Terms and definitions

Episode: An individual child’s single, contiguous stay in the pediatric intensive care unit, spanning the time between admission and discharge
High flow nasal cannula (HFNC) initiation: The start of HFNC treatment for a child not currently on HFNC
HFNC period: The 24 hours following an HFNC initiation where the child was not on HFNC support at any time during the preceding 24 hours
HFNC trial: An episode or subset of an episode (starting with admission) where only the very last HFNC period is designated as the training target; it may include previous HFNC initiations

Textbox 1. Useful definitions.

In an episode where HFNC is initiated only once, there is exactly 1 HFNC period and 1 HFNC trial. Episodes can have multiple HFNC initiations. In such cases, a single episode may have multiple HFNC periods, and each has an associated HFNC trial. Note that not all HFNC initiations have a corresponding HFNC period. For instance, if a child started on HFNC for the first time during an episode, then this marked the start of the HFNC period. If HFNC was withdrawn 2 hours later, and the child again received HFNC an hour after that, then this new HFNC initiation did not mark the start of a new HFNC period as the original HFNC period had not yet ended. In contrast, if this second HFNC initiation took place >24 hours after the first HFNC was stopped, then this second initiation marked the start of a new HFNC period as it was initiated after the first HFNC period had already ended. Finally, at least 30 minutes was required between any de-escalation (step-down) from NIV or intubation before the start of the HFNC period. This rule was necessary as patients on a higher level of support may be stepped down to HFNC to assess their ability to breathe on their own. If such breathing trials fail, which is not an uncommon occurrence, these patients immediately escalate back to mechanical ventilation or NIV, technically becoming HFNC failures but were, in fact, extubation failures and are not representative of the escalation scenarios of interest in this study. Figure 1 illustrates these terminologies.

Figure 1. Illustration of HFNC scenarios, definitions, and outcomes. HFNC: high flow nasal cannula; ICU: intensive care unit; NIV: noninvasive ventilation.

Data Inclusions and Exclusions

Only episodes in which HFNC was used were included. Episodes of patients aged ≥19 years at admission were excluded, as were episodes associated with sleep apnea. Any episode that ended <24 hours into an HFNC period where the patient next went to the operating room was also excluded.

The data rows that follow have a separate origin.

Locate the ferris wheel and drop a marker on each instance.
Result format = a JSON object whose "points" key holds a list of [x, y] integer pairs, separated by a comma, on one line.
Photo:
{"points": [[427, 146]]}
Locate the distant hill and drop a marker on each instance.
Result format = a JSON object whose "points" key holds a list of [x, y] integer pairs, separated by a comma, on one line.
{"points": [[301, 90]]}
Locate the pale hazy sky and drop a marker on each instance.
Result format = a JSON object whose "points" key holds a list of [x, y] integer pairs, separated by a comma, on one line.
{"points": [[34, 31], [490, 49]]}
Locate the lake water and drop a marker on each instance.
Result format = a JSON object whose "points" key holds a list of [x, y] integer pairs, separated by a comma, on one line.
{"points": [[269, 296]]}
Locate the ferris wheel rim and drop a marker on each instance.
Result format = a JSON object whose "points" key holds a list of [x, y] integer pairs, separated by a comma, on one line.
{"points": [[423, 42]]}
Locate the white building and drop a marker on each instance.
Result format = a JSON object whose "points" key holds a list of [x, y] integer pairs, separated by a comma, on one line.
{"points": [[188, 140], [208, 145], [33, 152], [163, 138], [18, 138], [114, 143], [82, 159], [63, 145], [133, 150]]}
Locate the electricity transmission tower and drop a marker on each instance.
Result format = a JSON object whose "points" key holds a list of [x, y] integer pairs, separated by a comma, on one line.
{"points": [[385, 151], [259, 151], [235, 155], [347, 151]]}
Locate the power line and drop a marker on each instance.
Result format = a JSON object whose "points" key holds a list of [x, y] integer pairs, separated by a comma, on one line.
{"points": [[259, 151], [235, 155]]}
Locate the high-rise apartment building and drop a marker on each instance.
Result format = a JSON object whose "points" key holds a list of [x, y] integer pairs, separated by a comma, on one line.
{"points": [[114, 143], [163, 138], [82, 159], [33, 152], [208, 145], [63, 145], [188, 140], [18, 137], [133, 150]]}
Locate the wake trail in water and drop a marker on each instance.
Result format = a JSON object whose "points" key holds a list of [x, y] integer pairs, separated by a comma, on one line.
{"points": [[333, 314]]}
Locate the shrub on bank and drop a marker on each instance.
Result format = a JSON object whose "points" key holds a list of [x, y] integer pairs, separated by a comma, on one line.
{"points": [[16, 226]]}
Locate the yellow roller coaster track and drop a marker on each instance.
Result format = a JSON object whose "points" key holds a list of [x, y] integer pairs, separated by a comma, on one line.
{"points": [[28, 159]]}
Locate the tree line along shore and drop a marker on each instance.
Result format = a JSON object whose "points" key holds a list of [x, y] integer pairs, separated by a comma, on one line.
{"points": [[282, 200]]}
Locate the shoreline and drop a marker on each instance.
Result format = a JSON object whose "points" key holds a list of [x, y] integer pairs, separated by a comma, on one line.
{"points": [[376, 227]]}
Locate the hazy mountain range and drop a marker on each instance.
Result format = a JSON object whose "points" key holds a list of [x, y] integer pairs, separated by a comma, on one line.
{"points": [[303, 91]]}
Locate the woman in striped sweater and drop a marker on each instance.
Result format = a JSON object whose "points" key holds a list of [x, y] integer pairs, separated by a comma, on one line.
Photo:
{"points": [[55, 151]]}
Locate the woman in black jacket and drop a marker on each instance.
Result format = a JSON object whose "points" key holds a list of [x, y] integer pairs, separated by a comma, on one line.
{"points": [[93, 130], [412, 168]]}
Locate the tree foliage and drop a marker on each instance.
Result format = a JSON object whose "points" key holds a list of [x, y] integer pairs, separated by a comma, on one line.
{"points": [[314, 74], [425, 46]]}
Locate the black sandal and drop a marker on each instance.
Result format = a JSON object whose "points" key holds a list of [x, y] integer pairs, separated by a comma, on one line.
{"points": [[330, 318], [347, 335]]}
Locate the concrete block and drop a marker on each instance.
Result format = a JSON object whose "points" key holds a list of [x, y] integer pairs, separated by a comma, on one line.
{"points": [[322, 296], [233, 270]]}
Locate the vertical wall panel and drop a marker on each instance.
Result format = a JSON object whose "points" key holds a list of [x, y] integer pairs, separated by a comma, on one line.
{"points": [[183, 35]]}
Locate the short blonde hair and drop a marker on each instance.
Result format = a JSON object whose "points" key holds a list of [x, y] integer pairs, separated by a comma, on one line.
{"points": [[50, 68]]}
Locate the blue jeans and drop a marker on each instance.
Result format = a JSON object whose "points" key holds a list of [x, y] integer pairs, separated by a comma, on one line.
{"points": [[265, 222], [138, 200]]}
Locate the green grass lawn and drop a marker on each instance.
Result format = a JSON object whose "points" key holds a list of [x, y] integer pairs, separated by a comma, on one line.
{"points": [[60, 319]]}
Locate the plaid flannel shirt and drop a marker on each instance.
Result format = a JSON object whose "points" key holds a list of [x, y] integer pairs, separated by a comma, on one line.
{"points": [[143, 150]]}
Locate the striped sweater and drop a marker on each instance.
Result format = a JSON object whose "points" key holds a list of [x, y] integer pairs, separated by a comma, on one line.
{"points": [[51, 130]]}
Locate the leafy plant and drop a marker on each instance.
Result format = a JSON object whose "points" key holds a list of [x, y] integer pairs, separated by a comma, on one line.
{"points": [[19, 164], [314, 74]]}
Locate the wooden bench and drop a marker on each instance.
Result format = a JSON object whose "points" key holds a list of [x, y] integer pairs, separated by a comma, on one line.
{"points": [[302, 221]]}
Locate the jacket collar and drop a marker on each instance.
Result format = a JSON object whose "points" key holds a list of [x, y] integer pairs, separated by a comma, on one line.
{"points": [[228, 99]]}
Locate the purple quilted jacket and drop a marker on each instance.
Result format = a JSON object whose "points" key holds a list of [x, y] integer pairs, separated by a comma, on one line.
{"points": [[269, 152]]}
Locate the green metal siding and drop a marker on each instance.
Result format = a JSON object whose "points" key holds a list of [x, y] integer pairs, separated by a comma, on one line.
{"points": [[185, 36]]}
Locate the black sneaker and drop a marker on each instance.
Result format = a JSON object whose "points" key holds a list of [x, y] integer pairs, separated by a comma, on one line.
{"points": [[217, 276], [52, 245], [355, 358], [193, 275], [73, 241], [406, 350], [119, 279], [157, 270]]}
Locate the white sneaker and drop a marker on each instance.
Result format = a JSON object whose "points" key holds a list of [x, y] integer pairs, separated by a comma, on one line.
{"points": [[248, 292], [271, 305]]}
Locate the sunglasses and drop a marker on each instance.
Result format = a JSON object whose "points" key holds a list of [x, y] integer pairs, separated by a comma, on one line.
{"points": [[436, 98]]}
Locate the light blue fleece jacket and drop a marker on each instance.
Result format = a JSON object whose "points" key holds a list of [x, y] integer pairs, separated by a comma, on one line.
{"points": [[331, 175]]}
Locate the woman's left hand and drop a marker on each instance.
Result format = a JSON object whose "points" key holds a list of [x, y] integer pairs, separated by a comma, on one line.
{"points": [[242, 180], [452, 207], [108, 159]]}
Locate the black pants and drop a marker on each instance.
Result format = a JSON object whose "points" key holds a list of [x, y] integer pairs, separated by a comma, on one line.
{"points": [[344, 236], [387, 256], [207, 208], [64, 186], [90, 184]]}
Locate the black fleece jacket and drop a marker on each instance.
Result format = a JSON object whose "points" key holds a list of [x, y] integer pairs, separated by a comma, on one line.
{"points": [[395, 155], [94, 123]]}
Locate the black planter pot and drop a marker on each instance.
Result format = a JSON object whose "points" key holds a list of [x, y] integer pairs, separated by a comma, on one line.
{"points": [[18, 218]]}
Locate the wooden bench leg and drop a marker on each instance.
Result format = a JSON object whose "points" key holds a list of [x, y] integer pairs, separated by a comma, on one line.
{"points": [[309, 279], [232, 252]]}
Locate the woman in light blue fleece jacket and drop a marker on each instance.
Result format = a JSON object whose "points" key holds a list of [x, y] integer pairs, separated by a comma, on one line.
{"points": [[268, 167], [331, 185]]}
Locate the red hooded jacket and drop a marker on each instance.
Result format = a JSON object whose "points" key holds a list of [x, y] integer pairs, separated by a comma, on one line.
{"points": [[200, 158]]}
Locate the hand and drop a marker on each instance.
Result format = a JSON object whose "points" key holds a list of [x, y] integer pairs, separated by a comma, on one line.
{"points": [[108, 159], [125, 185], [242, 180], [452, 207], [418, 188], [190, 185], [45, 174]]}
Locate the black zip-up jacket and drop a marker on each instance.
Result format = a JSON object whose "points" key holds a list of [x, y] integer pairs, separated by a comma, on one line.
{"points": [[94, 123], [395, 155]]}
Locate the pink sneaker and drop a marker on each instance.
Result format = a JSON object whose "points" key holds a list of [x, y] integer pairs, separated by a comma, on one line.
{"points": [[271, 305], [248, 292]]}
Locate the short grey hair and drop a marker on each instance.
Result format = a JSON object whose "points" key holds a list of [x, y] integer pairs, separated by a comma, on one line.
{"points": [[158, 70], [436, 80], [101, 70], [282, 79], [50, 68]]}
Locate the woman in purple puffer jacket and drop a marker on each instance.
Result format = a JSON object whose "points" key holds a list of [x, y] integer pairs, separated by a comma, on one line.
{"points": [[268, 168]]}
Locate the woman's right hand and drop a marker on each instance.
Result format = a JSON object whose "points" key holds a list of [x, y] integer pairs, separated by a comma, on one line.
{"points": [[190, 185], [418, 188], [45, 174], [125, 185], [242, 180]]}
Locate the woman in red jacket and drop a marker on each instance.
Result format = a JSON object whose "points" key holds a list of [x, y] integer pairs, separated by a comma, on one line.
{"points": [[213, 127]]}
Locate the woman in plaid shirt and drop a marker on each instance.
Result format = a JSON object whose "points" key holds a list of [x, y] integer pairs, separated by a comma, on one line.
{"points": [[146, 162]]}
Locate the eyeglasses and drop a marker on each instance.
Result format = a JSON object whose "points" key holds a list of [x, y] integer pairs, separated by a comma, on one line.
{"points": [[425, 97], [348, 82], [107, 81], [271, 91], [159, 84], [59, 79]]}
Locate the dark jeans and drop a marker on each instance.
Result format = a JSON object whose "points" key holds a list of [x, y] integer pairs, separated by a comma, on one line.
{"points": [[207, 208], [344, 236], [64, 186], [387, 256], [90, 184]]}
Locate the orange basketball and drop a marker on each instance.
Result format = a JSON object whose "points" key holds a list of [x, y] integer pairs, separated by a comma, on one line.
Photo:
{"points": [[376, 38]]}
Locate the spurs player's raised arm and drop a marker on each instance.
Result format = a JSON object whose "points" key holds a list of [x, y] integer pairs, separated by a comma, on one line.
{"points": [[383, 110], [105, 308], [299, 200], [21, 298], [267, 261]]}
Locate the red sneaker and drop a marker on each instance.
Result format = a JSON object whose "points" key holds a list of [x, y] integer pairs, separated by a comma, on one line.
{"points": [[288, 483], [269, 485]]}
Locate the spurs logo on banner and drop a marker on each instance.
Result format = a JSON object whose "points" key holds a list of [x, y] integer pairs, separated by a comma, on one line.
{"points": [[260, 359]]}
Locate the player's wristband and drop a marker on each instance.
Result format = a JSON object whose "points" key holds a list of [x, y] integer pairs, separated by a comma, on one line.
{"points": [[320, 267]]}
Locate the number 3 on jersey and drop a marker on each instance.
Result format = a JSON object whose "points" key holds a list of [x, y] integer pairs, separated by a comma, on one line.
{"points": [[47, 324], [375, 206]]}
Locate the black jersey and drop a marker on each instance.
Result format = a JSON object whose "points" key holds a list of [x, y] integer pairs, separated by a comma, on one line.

Episodes with a do not intubate or do not resuscitate order were also excluded.

Target Outcome

For each HFNC trial, the target of interest was escalation to a higher level of support (BiPAP, noninvasive mechanical ventilation, and intubation) within the 24-hour window (HFNC period) after HFNC initiation. Each HFNC trial was labeled either a failure (if there was an escalation within the associated HFNC period) or a success (if there was no such escalation within the associated HFNC period).

When a patient was discharged from the PICU within 24 hours of HFNC initiation, the target label was determined by the patient’s disposition at discharge (Textbox 2). Episodes with the dispositions operating room, another hospital’s ICU, or another ICU in current hospital were excluded as the outcome was ambiguous. HFNC trials associated with a favorable disposition (general care floor, home, or step-down unit) during the HFNC period were labeled as success.

Target outcome mappings for high flow nasal cannula periods cut short by patient discharge.

Target outcome mapping and episode disposition

Success

General care floor
Home
Step-down unit or intermediate care unit

Censored

Operating room
Another hospital’s intensive care unit
Another intensive care unit in current hospital

Textbox 2. Target outcome mappings for high flow nasal cannula periods cut short by patient discharge.

The HFNC definitions and outcomes, combined with the exclusion criteria, resulted in 834 HFNC trials that were randomly divided into training, validation, and hold-out test sets. All HFNC trials of an individual patient were assigned in only one of these 3 sets to prevent leakage and bias during model evaluations. No additional stratifications were applied.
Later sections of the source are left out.